# Estação Meteorológica do Geofísico Lisboa (IM)



## Daniel Vilão (3 Jan 2009 às 14:59)

Faz já um tempo que eu, o André, o Mário e o Gil nos encontrámos e fomos ao Jardim Botânico da Universidade de Lisboa, conhecer a estação do Geofísico, mas só agora - depois de vários esquecimentos - me lembrei de a apresentar aqui.

Conhecemos a estação por acaso, pois nem estávamos à espera de a encontrar, tínhamos ido ao Jardim Botânico à procura de «_marcas do Outono_». 

Como já se estava à espera, resolvemos proceder à _fiscalização_ da estação, estando lá mais de uma hora, com um termómetro portátil a verificar os dados da temperatura por ele conferidos para depois comparar com a estação oficial, que estava mesmo à nossa frente.

Às 16h, depois da média dos últimos 10 minutos (desde as 15:50h até às 16:00h) da hora, procedemos ao registo da temperatura no local (correspondente às 16h).

Assim, de acordo com os procedimentos oficiais, com a média dos últimos dez minutos da hora - que entram para a hora que começa logo a seguir - registámos uma média de *16,4 ºC* às 16h.

Já em casa, fui consultar os registos da estação oficial do Geofísico, que tinham sido de *16,9 ºC* à mesma hora, como se pode ver no gráfico seguinte, do dia 15 de Novembro de 2008:












Algumas fotografias do local onde a estação está instalada, por sinal bem arejado, mas com muitas árvores; não consegui encontrar o anemómetro a 10 metros de altura nem o piranómetro, que estão noutro local onde, de certeza, não haverá árvores a servir de obstáculo:


----------



## vitamos (3 Jan 2009 às 15:25)

Mais um interessante trabalho de terreno 

Á primeira vista e usando como comparação outras estações já fotografadas em diversos locais do país, parece-me que esta se encontra pelo menos num estado de conservação bom, o que me parece factor de certa forma importante também para a fiabilidade dos dados! Certamente que vocês no local observaram isso melhor claro


----------



## AnDré (4 Jan 2009 às 01:26)

vitamos disse:


> Á primeira vista e usando como comparação outras estações já fotografadas em diversos locais do país, parece-me que esta se encontra pelo menos num estado de conservação bom, o que me parece factor de certa forma importante também para a fiabilidade dos dados! Certamente que vocês no local observaram isso melhor claro



Eu sinceramente, ainda gostava de perceber até que ponto todas aquelas árvores influenciam, ou não, os valores da estação.

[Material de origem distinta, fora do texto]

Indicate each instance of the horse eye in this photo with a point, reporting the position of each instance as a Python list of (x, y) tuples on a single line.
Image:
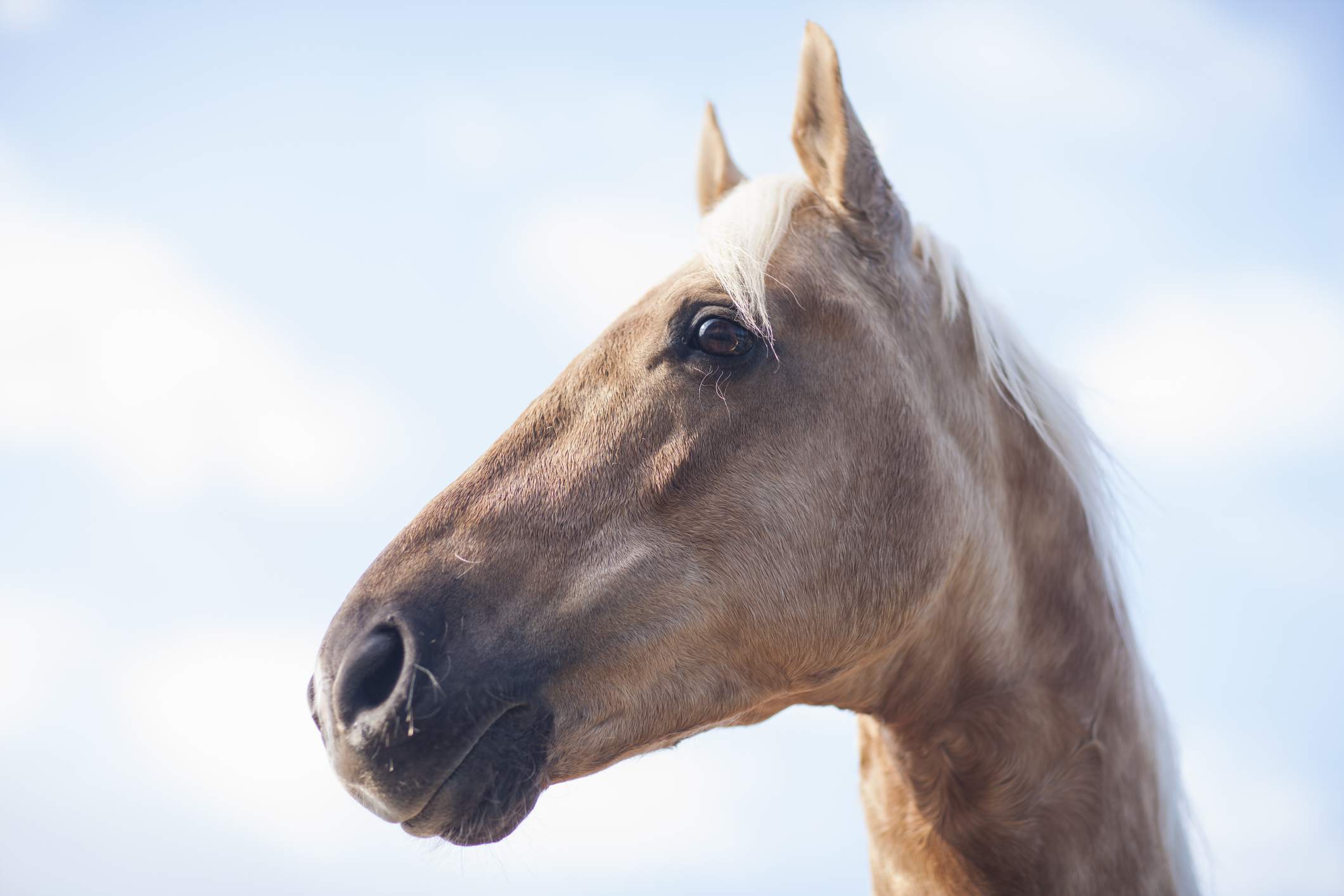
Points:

Pormenor na imagem que localiza a estação que o Daniel postou.
Às 2:26 PM UTC, de um dia de verão, dada a folhagem verdejante, a estação já estava à sombra.


----------



## Fil (4 Jan 2009 às 18:09)

Tem sem dúvidas demasiadas árvores em volta, alguma influência terá que ter nas medições. Em teoria as máximas seriam mais baixas e as mínimas mais altas. Não sei como é que conseguem medir a insolação, especialmente no inverno. Mas está em excelentes condições. De qualquer maneira acho que todos consideram a estação de Gago Coutinho como a principal estação meteorológica de Lisboa. Mas sendo a estação do Geofísico uma das mais antigas do país, deve continuar em funcionamento.


----------



## Lightning (11 Ago 2009 às 20:27)

*Estação Meteorológica - Antiga Universidade de Lisboa - Jardim Botânico (05/08/2009)*

Fui no passado dia 5 visitar o Jardim Botânico da (antiga ) Universidade de Lisboa e aproveitei para tirar mais umas fotos à estação. 

Como tinha o telemóvel à mão e ainda me restava um pouquinho de bateria, aproveitei... 

Antes de me vir embora tirei ainda uma última foto onde é visível instrumentos de medição da velocidade do vento e respectiva direcção, montados numa espécie de torre.


----------